4. Resource Configuration
Containers can be configured with specific resource limits to control their usage.
- Description: Containers are assigned resource limits (CPU, memory, etc.) to ensure stability and optimal performance of the host system.
- System Call:
- prlimit() for setting and querying resource limits (such as CPU and memory) for processes.
- setrlimit() for configuring limits on resource usage for processes.
Key Files to Explore:
1. ls /sys/fs/cgroup/ - Lists the available cgroup hierarchies and controllers on the host.
2. cat /proc/self/cgroup - Displays the cgroup hierarchy for the current process.
3. cat /proc/[pid]/cgroup - Shows the cgroup hierarchy for the specified process ID.
4. /var/lib/docker/overlay2/ - Contains the layered filesystem data for Docker containers.
5. /var/lib/docker/images/ - Stores Docker images on the host system.
6. ls -l /proc/self/ns/mnt - Lists the mount namespace of the current process.

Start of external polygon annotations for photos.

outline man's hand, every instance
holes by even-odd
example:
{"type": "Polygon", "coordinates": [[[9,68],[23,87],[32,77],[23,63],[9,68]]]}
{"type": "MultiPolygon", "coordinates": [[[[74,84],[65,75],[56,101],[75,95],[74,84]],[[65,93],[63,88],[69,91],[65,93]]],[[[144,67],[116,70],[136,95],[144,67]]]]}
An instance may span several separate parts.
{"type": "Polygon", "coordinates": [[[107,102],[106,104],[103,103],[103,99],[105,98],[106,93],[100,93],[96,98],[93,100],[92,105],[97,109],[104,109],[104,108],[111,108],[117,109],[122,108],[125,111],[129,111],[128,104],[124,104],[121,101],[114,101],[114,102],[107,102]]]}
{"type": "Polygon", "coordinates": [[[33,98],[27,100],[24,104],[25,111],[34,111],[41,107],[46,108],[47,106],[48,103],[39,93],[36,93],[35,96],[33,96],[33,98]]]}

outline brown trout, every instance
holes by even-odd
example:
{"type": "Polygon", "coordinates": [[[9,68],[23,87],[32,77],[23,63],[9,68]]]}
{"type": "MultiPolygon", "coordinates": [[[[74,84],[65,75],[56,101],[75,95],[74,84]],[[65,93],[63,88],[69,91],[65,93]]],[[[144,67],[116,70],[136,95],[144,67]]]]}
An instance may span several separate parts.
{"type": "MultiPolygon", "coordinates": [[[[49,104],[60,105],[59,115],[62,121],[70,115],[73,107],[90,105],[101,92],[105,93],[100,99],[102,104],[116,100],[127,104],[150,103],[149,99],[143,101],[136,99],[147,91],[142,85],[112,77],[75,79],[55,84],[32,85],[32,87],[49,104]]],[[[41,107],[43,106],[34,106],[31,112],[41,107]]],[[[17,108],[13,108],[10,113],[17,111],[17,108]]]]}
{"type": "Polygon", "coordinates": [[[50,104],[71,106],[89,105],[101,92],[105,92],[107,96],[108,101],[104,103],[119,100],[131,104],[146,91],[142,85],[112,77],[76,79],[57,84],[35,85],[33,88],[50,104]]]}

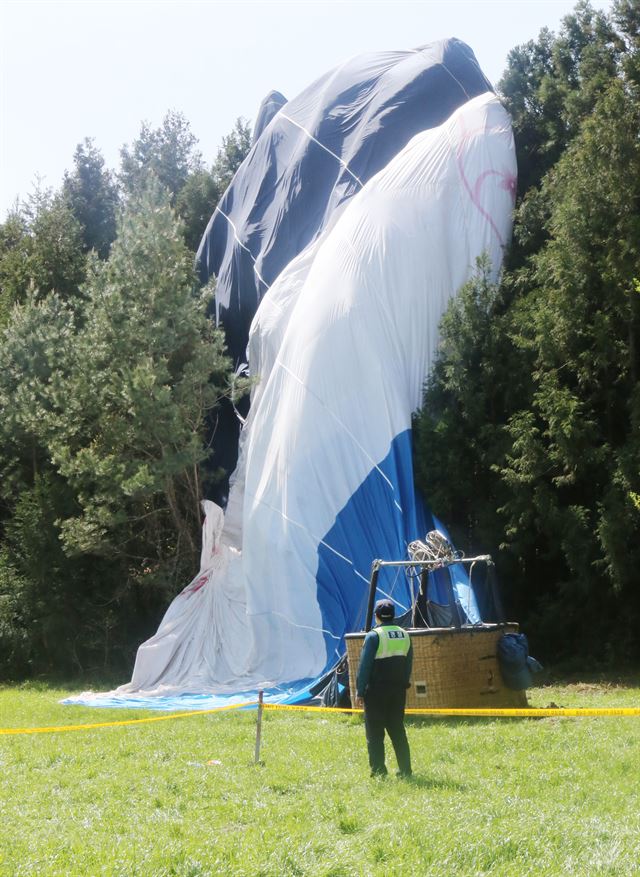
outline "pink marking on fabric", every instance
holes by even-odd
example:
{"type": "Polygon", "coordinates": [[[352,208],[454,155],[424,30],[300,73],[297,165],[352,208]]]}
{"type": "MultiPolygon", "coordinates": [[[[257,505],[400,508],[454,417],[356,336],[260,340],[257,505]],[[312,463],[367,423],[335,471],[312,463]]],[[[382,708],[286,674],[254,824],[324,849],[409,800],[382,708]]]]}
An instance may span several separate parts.
{"type": "MultiPolygon", "coordinates": [[[[462,125],[460,125],[460,127],[462,128],[462,125]]],[[[480,129],[478,129],[478,130],[480,130],[480,129]]],[[[493,217],[491,216],[490,213],[488,213],[484,209],[484,207],[480,203],[480,189],[482,188],[482,184],[484,183],[484,181],[487,177],[490,177],[490,176],[500,177],[501,181],[498,183],[498,185],[504,191],[511,193],[511,200],[513,202],[513,205],[515,206],[516,178],[513,176],[513,174],[506,174],[503,171],[487,170],[487,171],[484,171],[483,173],[480,174],[480,176],[477,178],[477,180],[475,182],[475,185],[473,186],[473,188],[471,188],[471,185],[469,183],[469,180],[467,179],[467,175],[465,173],[464,165],[462,162],[462,146],[465,143],[467,143],[467,141],[470,139],[471,133],[472,132],[469,132],[469,131],[464,131],[464,130],[462,131],[462,138],[460,140],[459,147],[456,150],[456,160],[458,162],[458,170],[460,171],[460,177],[462,179],[462,182],[464,184],[465,189],[467,190],[467,194],[471,198],[472,203],[477,207],[479,212],[487,220],[487,222],[489,223],[489,225],[493,229],[496,237],[498,238],[498,240],[500,241],[502,246],[504,246],[505,241],[504,241],[502,235],[500,234],[498,226],[495,224],[493,217]]]]}

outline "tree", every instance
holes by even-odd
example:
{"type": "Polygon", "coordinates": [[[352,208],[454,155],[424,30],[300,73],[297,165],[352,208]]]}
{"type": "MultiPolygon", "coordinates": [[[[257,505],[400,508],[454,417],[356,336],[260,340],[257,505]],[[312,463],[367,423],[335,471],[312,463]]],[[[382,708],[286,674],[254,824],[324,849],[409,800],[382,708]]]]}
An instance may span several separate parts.
{"type": "Polygon", "coordinates": [[[120,150],[120,185],[126,197],[139,193],[153,173],[169,192],[171,203],[184,187],[189,175],[202,170],[202,157],[195,151],[196,137],[182,113],[170,111],[159,128],[143,122],[140,135],[131,147],[120,150]]]}
{"type": "Polygon", "coordinates": [[[518,193],[536,186],[617,76],[624,45],[604,12],[581,0],[555,37],[544,28],[509,52],[498,93],[513,120],[518,193]]]}
{"type": "Polygon", "coordinates": [[[251,128],[246,119],[238,118],[231,133],[222,138],[213,163],[213,176],[222,195],[229,187],[235,172],[251,149],[251,128]]]}
{"type": "Polygon", "coordinates": [[[64,177],[63,197],[82,226],[85,252],[95,250],[106,259],[116,236],[117,186],[90,138],[76,147],[73,161],[73,173],[64,177]]]}
{"type": "Polygon", "coordinates": [[[205,420],[229,362],[209,294],[195,289],[155,184],[130,199],[108,260],[93,258],[80,304],[32,295],[12,312],[0,345],[0,604],[12,654],[28,623],[31,666],[131,649],[197,568],[205,420]]]}

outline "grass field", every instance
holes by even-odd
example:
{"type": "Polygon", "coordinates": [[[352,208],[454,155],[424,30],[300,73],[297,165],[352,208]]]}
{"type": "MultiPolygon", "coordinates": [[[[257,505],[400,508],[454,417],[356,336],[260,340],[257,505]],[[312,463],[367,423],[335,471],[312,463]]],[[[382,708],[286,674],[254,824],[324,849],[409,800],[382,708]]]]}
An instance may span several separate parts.
{"type": "MultiPolygon", "coordinates": [[[[147,715],[60,706],[68,693],[0,687],[0,727],[147,715]]],[[[640,706],[640,684],[529,700],[640,706]]],[[[361,719],[331,713],[265,713],[260,766],[255,713],[0,736],[0,875],[640,874],[640,717],[408,734],[412,781],[370,779],[361,719]]]]}

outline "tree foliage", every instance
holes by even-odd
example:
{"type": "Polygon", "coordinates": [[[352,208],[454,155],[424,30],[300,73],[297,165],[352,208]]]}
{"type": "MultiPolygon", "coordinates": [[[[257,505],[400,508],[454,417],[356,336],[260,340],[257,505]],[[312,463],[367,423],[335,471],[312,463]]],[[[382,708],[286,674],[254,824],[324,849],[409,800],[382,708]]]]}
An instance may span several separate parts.
{"type": "Polygon", "coordinates": [[[423,490],[486,540],[553,657],[639,651],[639,22],[636,3],[580,3],[511,53],[508,269],[452,304],[417,420],[423,490]]]}
{"type": "Polygon", "coordinates": [[[127,610],[139,637],[197,566],[205,421],[229,363],[195,290],[182,228],[150,185],[78,302],[51,292],[14,308],[0,347],[5,656],[111,660],[130,645],[127,610]]]}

7. ls -l /proc/self/ns/user - Lists the user namespace of the current process.
8. ip netns list - Lists all network namespaces on the system.
9. prlimit - Gets or sets resource limits for processes on the system.
By leveraging these mechanisms, container runtimes can efficiently manage and isolate resources for each container, allowing hundreds of containers to run simultaneously on a single host, depending on the available hardware resources and the resource requirements of each container.